Mahkemece hükme esas alınan raporda ise ceza mahkemesi dosyası değerlendirilmeden ölen/desteğin %75, davalının sürücüsünün %25 kusurlu olduğu belirtilmiş ve bu rapor esas alınarak karar verilmiş olup, bu haliyle hükme esas alının kusur raporunun eksik inceleme ile düzenlendiği, hükme esas alınabilecek nitelikte olmadığı sonucuna varılmış, davalı Sigorta Şirketi’nin bu yöne ilişkin istinafının kabulü gerekmiştir.
Açıklanan nedenlerle; davalı Sigorta vekilinin istinaf başvurusunun HMK’nın 363/1-a-6 maddesi gereğince kabulü ile ilk derece mahkemesi kararının kaldırılmasına, mahkemece ceza dosyası kapsamı da nazara alınarak yeniden kusur raporu alınarak sonucuna göre bir karar verilmek üzere dosyanın mahkemesine gönderilmesine dair aşağıdaki hüküm kurulmuştur.

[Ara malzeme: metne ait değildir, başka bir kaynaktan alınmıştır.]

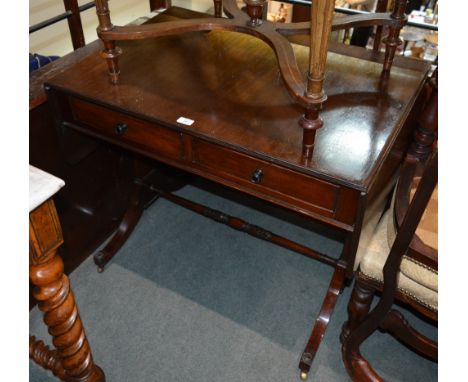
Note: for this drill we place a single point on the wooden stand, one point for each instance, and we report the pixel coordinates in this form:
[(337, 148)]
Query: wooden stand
[(71, 360)]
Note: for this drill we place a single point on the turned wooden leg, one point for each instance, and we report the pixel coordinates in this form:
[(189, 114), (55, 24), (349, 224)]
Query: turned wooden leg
[(45, 357), (310, 123), (426, 130), (111, 53), (72, 360), (218, 4), (393, 40), (358, 307), (321, 323)]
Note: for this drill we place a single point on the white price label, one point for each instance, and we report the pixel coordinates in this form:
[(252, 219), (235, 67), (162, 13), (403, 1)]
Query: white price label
[(185, 121)]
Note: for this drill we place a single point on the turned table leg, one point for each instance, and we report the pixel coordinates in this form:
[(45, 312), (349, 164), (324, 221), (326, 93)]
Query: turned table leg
[(71, 360)]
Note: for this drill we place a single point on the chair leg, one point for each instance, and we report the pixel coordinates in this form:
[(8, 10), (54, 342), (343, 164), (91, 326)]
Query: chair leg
[(358, 306), (396, 324)]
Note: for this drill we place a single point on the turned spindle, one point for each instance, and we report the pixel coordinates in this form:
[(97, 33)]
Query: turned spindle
[(426, 128), (393, 40), (255, 12), (111, 52), (45, 357), (71, 360), (218, 4), (320, 29)]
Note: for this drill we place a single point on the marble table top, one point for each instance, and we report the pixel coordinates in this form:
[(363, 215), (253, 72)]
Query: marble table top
[(42, 186)]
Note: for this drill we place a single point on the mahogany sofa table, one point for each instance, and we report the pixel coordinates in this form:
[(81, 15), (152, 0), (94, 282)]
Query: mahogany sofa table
[(245, 133)]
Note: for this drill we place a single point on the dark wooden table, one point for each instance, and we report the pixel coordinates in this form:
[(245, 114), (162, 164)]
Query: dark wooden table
[(245, 133)]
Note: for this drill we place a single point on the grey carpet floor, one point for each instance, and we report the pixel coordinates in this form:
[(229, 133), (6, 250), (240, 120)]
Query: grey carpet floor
[(188, 299)]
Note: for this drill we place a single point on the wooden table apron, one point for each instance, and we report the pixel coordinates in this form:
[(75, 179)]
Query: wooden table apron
[(245, 133)]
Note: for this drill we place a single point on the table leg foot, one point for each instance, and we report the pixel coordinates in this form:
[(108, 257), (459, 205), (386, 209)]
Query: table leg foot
[(45, 357), (127, 225), (322, 320)]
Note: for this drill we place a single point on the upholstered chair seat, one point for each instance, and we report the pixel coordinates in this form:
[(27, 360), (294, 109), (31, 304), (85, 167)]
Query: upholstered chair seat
[(416, 280)]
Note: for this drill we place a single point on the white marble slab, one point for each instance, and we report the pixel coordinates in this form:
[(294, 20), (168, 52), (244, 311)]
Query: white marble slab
[(42, 186)]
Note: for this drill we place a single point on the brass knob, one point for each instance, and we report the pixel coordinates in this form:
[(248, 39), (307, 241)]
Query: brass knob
[(121, 128), (256, 176)]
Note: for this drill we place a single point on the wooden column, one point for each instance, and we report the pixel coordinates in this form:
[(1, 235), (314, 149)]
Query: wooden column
[(427, 126), (74, 23), (218, 4), (111, 52), (72, 360), (320, 29), (381, 7)]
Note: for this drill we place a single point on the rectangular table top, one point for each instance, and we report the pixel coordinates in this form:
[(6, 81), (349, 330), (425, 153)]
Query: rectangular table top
[(229, 84)]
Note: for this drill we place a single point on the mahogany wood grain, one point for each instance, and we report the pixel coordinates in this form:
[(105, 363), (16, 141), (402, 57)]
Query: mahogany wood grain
[(321, 323), (245, 121), (397, 325), (311, 96), (156, 5), (251, 229), (381, 315), (74, 23), (45, 357), (53, 291)]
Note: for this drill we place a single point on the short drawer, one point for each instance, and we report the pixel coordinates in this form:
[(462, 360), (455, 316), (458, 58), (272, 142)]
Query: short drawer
[(122, 128), (293, 188)]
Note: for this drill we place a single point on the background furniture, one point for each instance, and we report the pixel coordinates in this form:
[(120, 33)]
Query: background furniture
[(71, 360), (98, 176)]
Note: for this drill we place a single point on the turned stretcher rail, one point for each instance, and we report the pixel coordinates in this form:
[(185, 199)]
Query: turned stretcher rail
[(241, 225)]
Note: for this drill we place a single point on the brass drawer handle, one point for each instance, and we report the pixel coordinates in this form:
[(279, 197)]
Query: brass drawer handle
[(121, 128), (256, 176)]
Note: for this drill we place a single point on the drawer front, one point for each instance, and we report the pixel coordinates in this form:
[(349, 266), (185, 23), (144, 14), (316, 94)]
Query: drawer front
[(122, 128), (293, 188)]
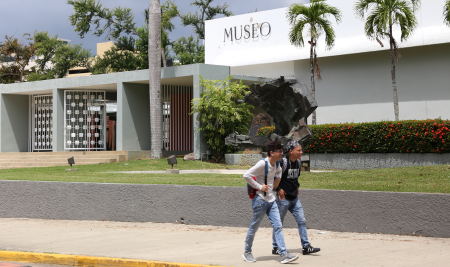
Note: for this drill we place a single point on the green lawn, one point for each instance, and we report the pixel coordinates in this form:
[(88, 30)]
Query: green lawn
[(430, 179)]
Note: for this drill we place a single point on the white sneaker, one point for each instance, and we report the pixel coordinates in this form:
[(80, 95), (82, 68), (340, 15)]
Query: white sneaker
[(286, 258), (248, 257)]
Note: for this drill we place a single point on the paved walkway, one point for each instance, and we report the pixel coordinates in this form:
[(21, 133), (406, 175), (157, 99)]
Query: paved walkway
[(215, 245)]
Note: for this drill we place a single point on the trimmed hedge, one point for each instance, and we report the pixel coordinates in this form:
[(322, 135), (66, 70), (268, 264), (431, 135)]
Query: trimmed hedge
[(415, 136)]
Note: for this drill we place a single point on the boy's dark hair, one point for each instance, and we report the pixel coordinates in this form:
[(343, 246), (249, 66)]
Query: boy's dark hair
[(272, 146)]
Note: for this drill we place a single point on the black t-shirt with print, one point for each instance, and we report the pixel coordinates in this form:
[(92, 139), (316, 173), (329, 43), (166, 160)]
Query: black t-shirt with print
[(289, 178)]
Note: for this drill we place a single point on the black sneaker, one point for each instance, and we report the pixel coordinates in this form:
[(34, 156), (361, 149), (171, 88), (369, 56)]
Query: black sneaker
[(309, 249), (275, 251)]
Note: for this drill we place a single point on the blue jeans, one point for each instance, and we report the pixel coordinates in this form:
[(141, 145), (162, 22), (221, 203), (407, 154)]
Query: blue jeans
[(261, 207), (295, 207)]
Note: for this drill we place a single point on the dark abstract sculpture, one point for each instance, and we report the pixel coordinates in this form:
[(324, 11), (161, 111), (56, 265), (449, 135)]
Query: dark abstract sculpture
[(288, 103)]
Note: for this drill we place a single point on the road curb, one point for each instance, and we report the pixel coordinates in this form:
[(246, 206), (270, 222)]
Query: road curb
[(80, 260)]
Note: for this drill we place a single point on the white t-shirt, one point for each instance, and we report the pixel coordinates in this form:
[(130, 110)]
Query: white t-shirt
[(258, 171)]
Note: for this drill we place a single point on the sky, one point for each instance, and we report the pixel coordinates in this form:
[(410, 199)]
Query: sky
[(18, 17)]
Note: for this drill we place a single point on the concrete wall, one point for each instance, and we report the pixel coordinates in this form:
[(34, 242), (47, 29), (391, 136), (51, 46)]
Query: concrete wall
[(376, 160), (263, 47), (58, 120), (14, 123), (350, 211), (358, 88), (133, 117)]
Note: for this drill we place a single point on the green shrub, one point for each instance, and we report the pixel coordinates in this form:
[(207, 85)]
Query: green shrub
[(414, 136), (221, 112)]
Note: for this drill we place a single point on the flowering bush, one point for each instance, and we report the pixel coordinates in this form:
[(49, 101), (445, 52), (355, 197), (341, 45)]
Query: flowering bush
[(265, 130), (415, 136)]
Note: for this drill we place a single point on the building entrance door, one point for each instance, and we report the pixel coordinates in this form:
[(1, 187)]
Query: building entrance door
[(42, 123)]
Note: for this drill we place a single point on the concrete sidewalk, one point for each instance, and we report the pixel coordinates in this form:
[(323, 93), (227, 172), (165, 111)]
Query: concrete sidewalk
[(212, 245)]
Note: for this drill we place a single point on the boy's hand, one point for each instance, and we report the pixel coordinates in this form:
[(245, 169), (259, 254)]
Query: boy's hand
[(281, 194), (265, 188)]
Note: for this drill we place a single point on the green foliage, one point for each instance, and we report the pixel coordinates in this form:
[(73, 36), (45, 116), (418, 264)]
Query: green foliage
[(447, 13), (207, 12), (130, 53), (14, 57), (221, 112), (313, 18), (88, 13), (187, 51), (122, 57), (383, 14), (55, 58), (416, 136), (265, 130)]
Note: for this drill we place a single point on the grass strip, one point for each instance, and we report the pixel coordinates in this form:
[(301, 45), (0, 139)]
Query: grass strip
[(426, 179)]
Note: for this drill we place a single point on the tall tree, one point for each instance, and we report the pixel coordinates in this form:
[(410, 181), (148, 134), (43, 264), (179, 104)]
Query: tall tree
[(120, 20), (55, 57), (154, 66), (207, 12), (380, 18), (188, 51), (14, 57), (447, 13), (312, 21)]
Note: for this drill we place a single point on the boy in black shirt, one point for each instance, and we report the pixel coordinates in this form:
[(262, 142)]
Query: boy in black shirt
[(287, 198)]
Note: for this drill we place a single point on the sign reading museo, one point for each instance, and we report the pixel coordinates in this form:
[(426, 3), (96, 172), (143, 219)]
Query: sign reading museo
[(248, 31)]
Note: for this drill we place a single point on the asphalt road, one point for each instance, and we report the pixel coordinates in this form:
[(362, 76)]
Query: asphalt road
[(216, 245)]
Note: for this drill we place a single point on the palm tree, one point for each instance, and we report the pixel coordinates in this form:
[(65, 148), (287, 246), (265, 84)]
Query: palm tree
[(154, 66), (381, 16), (313, 20), (447, 13)]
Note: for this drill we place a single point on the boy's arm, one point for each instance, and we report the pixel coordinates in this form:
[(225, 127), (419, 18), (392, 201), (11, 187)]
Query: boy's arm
[(254, 171), (276, 183)]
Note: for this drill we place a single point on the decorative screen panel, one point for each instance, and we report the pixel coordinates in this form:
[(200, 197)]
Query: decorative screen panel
[(42, 123), (84, 123)]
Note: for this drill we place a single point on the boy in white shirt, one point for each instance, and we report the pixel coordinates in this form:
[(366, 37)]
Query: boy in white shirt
[(264, 201)]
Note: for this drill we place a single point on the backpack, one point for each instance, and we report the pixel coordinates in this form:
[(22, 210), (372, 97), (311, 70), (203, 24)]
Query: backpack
[(252, 191)]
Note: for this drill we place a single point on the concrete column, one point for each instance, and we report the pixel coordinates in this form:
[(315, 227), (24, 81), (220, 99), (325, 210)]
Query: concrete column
[(133, 117), (14, 110), (209, 72), (58, 120)]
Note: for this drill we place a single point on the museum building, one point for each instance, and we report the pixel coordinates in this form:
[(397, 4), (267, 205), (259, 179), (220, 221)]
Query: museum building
[(356, 81), (75, 114)]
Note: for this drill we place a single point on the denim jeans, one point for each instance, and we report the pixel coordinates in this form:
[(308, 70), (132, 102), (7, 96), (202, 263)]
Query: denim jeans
[(261, 207), (295, 207)]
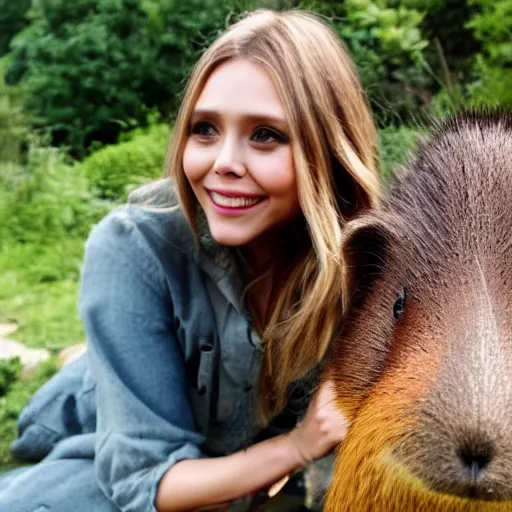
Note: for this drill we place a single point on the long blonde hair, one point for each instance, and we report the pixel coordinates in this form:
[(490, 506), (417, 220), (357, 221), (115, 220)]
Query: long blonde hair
[(334, 150)]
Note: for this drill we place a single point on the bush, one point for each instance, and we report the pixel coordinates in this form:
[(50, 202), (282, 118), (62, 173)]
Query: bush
[(113, 170), (387, 45), (12, 20), (45, 200), (492, 27), (13, 122), (95, 68), (396, 145)]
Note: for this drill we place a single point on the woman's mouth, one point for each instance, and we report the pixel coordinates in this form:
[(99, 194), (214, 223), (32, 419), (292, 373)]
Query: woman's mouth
[(234, 201)]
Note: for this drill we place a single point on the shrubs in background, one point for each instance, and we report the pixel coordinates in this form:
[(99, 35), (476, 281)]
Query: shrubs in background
[(493, 28), (45, 200), (114, 170), (94, 68)]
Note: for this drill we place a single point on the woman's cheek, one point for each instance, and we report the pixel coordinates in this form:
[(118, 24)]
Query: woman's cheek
[(197, 161)]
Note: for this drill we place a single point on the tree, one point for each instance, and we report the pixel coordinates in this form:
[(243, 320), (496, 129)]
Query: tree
[(12, 20), (92, 68)]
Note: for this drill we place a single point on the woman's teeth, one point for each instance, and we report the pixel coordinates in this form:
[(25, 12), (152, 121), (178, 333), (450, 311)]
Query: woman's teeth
[(233, 202)]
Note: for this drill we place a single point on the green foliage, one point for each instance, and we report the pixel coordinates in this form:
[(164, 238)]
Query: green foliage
[(12, 20), (45, 200), (9, 372), (13, 123), (18, 395), (113, 170), (93, 68), (493, 28), (396, 145), (385, 40)]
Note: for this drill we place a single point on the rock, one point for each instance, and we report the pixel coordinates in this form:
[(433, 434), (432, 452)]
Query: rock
[(70, 354), (29, 357)]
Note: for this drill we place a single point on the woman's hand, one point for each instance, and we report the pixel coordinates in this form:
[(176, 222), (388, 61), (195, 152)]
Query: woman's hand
[(323, 427)]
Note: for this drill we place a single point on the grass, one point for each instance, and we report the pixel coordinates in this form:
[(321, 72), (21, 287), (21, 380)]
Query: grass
[(38, 290)]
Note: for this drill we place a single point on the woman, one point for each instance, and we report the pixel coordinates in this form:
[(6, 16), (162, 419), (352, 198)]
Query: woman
[(208, 321)]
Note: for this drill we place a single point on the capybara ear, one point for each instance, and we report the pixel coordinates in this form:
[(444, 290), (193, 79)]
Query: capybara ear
[(365, 250)]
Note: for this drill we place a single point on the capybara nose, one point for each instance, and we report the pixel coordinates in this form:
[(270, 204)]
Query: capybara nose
[(475, 456)]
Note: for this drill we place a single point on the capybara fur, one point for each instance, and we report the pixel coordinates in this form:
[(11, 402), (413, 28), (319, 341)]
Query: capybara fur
[(423, 368)]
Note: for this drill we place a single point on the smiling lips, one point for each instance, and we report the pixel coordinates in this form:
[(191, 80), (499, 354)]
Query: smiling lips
[(234, 201)]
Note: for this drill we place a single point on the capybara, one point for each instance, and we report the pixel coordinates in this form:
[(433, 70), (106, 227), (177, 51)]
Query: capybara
[(423, 368)]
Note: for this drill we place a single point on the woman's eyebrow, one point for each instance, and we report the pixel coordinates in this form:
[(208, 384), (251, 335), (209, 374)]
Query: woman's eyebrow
[(256, 117)]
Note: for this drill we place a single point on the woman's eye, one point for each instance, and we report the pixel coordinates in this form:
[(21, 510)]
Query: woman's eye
[(203, 129), (267, 136)]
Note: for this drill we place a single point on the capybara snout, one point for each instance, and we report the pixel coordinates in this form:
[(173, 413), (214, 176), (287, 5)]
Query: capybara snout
[(423, 368)]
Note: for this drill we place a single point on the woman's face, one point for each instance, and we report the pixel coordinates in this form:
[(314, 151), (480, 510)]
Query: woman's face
[(238, 156)]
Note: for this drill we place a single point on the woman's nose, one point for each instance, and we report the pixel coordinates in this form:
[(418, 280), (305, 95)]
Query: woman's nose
[(230, 160)]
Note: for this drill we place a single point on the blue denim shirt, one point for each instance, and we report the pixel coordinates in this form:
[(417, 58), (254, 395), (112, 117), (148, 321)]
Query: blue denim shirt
[(173, 362)]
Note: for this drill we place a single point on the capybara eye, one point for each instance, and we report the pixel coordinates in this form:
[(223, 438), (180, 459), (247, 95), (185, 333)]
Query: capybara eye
[(399, 306)]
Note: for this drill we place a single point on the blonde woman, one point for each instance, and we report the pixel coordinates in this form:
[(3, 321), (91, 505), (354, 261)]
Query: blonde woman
[(208, 320)]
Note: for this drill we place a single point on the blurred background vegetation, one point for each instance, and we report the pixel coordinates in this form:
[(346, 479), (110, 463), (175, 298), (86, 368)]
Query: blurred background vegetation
[(89, 88)]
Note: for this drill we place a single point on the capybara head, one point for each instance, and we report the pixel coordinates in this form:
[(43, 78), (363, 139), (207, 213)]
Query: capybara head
[(423, 368)]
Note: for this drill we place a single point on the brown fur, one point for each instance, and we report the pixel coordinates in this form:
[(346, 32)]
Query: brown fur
[(430, 394)]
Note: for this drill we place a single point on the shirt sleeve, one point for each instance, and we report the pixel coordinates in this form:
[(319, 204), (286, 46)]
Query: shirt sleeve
[(144, 418)]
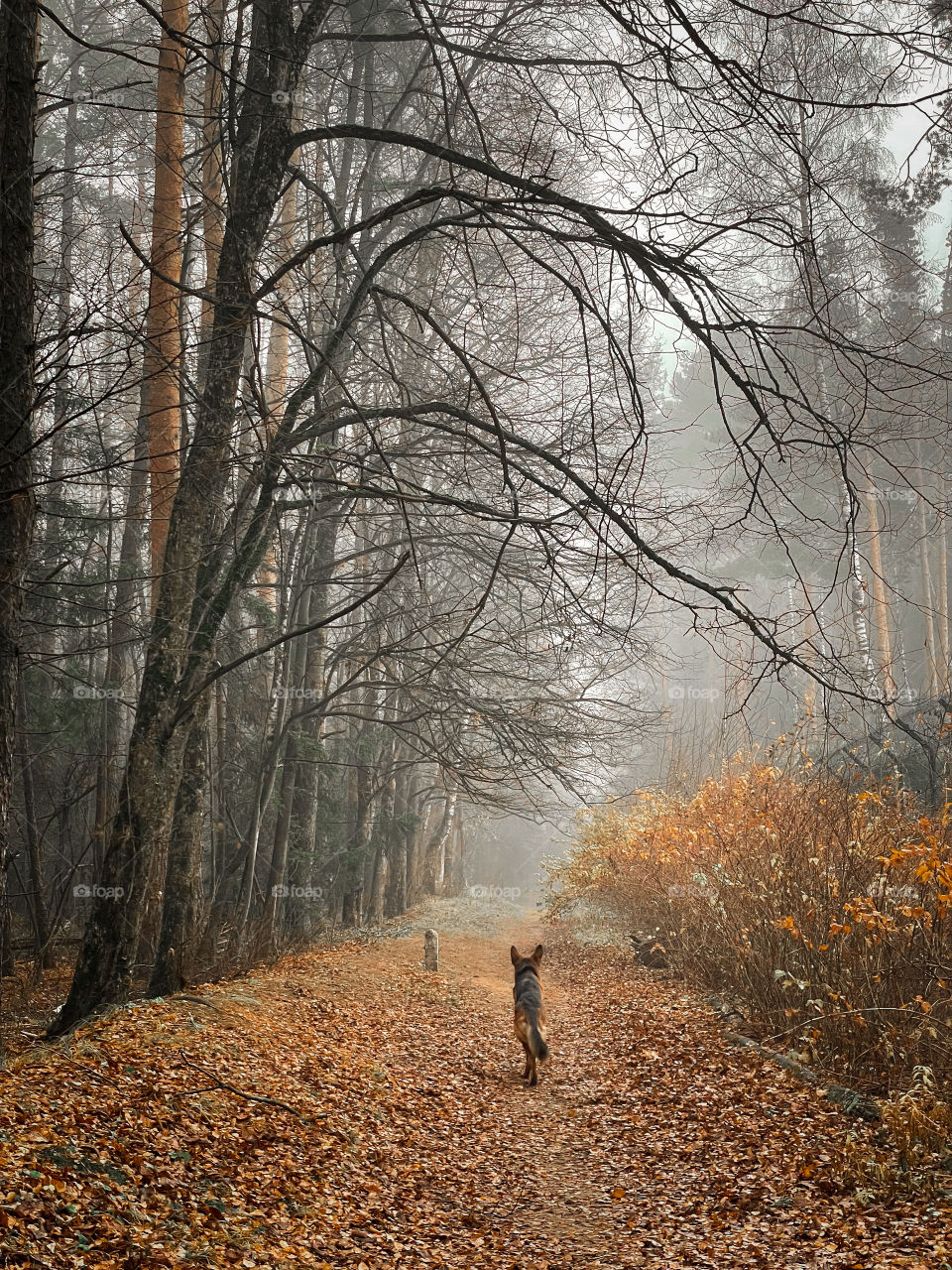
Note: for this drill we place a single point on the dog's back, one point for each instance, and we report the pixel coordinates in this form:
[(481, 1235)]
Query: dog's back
[(531, 1021)]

HÜKÜM : Gerekçesi yukarıda izah edildiği üzere;
1-Davalı … A.Ş. vekilinin istinaf başvurusunun KABULÜ ile; Ankara 1. Asliye Ticaret Mahkemesi tarafından verilen 18/11/2020 tarihli, 2019/490 Esas – 2020/738 Karar sayılı kararın, HMK’nın 353/1-a-6. maddesi gereğince KALDIRILMASINA,
Kararın kaldırılma sebebine göre, davalı vekilinin sair istinaf taleplerinin İNCELENMESİNE YER OLMADIĞINA,
2-Dosyanın, davanın yeniden görülmesi için mahkemesine GÖNDERİLMESİNE,
3-İstinaf eden davalıdan alınan istinaf karar harcının istek halinde istinaf eden tarafa iadesine,
4-İstinaf yargılama giderlerinin ilk derece mahkemesinde değerlendirilmesine,
5-İİK’nın 36.maddesi gereğince, Ankara 22. İcra Dairesinin 2020/11321 Esas sayılı dosyasına yatırılan 90.000,00 TL teminat mektubunun yatıran tarafa iadesine,
6-Karar tebliği, kesinleştirme, harç ve gider avansı iadesi işlemlerinin ilk derece mahkemesince yapılmasına,
Dair, dosya üzerinde yapılan inceleme sonunda, HMK’nın 353/1-a maddesi uyarınca KESİN olmak üzere 15/03/2023 tarihinde oy birliği ile karar verildi.

Başkan
Üye
Üye
Katip

* Bu belge, 5070 sayılı Kanun hükümleri gereğince elektronik imza ile imzalanmıştır.